The same day Oli and I got back to Tokyo, our parents arrived in Tokyo from England. There was nearly a week's overlap when 4/5 of the family were rocking out in Tokyo together (mad props to my little brother Greg who couldn't make it. And Happy Birthday for a month ago. Sorry I'm a bit late with that - Oli turned up and got me all confused and distracted). On my Mum's Birthday we went to say a Kabuki play which was fascinating, but very slow-paced and incredibly long. We gave up after the second act, which was after about two and three-quarter hours, because it was getting late and we wanted to find some dinner. The Kabuki also provided great entertainment for the entire remainder of the holiday, thanks to my Dad's Kabuki impersonations.

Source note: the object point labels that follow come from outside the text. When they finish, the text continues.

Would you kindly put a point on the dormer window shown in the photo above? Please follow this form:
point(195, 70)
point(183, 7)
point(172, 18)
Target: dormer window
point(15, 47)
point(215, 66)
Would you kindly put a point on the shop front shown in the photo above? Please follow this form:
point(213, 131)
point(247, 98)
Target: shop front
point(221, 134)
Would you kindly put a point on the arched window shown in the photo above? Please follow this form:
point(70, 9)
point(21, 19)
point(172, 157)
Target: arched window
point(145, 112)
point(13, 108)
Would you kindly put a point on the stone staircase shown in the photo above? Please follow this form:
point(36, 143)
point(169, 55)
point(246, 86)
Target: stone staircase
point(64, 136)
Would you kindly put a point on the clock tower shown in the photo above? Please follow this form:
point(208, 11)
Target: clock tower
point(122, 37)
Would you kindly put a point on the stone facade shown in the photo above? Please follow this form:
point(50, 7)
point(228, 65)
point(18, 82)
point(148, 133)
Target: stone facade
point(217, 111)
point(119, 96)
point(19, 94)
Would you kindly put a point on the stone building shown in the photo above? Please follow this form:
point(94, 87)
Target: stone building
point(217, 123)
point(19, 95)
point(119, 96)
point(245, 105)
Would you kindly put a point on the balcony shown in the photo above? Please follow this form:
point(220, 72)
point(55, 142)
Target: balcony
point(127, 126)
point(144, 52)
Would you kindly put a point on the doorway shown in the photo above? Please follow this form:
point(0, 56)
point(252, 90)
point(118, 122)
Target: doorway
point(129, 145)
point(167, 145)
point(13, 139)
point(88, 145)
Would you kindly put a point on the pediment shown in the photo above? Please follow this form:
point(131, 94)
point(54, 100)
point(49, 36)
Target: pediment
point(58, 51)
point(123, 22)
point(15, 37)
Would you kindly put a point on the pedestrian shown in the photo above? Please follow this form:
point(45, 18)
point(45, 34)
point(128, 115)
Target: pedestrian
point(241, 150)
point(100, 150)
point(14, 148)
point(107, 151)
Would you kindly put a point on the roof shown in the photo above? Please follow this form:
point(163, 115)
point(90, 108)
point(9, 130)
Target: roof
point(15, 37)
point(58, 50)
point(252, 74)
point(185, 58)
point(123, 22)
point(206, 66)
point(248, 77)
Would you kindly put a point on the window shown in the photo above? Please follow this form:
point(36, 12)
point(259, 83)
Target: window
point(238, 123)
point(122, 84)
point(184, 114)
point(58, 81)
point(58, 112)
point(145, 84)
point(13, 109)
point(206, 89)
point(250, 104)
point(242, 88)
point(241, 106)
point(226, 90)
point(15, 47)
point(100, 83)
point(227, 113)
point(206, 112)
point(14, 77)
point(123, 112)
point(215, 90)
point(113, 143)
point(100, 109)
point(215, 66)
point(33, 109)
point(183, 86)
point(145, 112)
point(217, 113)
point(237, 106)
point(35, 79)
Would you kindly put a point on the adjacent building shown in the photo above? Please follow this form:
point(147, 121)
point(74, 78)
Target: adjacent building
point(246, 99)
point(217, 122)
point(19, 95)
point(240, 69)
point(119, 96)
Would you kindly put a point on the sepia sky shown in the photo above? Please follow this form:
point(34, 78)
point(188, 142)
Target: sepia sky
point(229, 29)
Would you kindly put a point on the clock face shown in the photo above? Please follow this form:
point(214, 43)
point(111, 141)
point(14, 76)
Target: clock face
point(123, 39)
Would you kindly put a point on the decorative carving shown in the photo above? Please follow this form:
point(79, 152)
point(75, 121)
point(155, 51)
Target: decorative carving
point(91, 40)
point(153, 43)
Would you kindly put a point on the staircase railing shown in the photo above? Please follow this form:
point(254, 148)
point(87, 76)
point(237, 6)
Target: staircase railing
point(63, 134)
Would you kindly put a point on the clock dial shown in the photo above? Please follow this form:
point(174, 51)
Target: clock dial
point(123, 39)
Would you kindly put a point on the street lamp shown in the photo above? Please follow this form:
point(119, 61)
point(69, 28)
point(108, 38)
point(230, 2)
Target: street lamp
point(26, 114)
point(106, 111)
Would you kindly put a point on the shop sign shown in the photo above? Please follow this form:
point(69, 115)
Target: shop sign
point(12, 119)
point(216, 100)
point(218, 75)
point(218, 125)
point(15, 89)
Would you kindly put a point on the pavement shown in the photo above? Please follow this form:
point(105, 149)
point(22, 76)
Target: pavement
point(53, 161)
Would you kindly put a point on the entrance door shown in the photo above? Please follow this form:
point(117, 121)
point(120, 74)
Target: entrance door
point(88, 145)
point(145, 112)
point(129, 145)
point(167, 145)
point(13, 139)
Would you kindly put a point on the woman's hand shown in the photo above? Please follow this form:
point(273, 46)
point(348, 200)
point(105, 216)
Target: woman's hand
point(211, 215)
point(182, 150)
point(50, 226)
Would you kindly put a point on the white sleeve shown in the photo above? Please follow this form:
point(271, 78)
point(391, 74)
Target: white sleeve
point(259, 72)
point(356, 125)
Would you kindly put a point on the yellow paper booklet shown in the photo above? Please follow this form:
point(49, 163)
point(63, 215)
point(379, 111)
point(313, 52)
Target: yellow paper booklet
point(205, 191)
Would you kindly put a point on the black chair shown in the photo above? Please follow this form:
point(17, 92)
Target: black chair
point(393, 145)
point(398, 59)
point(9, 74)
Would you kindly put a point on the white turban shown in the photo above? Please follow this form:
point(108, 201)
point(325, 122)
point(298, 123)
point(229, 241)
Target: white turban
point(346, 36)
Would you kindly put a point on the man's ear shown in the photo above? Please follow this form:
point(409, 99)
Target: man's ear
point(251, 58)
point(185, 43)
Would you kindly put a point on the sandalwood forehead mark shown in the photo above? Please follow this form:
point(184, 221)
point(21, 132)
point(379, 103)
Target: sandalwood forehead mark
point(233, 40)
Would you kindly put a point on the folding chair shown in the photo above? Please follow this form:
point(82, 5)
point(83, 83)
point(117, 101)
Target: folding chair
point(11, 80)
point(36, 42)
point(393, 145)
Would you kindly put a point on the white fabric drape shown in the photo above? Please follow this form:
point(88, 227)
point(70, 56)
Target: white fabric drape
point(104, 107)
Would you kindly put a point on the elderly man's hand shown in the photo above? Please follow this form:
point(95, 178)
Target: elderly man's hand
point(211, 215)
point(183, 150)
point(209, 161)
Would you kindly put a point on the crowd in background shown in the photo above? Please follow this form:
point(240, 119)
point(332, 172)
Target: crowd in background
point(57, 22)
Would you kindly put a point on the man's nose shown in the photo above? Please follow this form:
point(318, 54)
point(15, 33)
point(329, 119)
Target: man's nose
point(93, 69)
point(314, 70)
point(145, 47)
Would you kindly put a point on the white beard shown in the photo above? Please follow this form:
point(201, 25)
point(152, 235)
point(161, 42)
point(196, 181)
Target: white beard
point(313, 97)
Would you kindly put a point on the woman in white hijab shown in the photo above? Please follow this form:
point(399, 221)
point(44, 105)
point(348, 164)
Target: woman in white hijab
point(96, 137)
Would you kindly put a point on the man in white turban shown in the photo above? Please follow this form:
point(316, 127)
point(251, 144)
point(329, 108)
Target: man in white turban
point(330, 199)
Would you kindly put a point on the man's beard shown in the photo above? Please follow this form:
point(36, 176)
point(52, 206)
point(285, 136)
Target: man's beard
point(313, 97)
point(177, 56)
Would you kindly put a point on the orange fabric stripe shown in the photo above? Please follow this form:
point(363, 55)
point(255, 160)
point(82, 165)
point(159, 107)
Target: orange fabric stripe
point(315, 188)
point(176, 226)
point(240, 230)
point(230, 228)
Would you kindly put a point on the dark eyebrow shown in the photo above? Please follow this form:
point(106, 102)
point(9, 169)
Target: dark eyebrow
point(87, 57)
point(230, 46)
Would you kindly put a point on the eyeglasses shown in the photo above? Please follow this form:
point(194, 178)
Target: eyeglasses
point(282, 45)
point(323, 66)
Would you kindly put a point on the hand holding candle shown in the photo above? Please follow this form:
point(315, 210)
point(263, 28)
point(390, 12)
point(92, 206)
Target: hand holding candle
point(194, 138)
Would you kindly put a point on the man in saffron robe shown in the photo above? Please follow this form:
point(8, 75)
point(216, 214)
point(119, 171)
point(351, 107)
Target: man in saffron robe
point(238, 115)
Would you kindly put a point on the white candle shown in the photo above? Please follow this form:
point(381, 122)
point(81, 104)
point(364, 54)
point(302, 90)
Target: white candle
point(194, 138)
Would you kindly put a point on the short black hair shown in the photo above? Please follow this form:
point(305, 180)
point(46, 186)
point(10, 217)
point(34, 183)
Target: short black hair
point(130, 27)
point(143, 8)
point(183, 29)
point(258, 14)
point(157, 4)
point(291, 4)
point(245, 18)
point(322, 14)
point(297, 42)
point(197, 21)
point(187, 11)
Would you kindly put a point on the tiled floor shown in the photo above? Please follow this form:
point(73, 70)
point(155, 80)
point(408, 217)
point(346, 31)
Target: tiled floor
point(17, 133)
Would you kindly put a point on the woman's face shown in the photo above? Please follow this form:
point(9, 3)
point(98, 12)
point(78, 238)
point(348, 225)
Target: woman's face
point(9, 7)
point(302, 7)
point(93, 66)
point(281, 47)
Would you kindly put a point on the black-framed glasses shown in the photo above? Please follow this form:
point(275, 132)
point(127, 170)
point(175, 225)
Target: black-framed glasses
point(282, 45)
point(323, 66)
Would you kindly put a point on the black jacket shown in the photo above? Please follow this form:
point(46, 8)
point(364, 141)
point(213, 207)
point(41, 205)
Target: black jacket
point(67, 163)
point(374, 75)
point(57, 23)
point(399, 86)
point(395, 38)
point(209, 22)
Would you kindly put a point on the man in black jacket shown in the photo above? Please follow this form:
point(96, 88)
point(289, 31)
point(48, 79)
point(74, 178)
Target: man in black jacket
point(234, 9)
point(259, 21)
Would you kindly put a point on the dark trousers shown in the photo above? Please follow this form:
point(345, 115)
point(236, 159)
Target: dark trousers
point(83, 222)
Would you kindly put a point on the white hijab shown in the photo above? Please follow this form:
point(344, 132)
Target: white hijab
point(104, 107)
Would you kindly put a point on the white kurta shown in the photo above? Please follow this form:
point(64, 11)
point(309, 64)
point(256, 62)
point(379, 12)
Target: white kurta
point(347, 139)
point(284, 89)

He's really quite good at it - you should ask him to do it for you sometime. After Kabuki and dinner we went for Karaoke - can you imagine a more Japanesey way to spend a Birthday?

This blog will be continued tomorrow. I'm off for an all-night karaoke disaster. Don't expect much from me tomorrow. I'll speak to you all again soon.

1 comment:

Barto said...

Hope you enjoyed your karaoke all nighter, although I am glad that such things don't exist in this country, other than at Lucy's house where they go home to play Lips at 4am.

Also, I have a photo of me looking in the wrong direction in front of that shiny goldl temple too. How peculiar.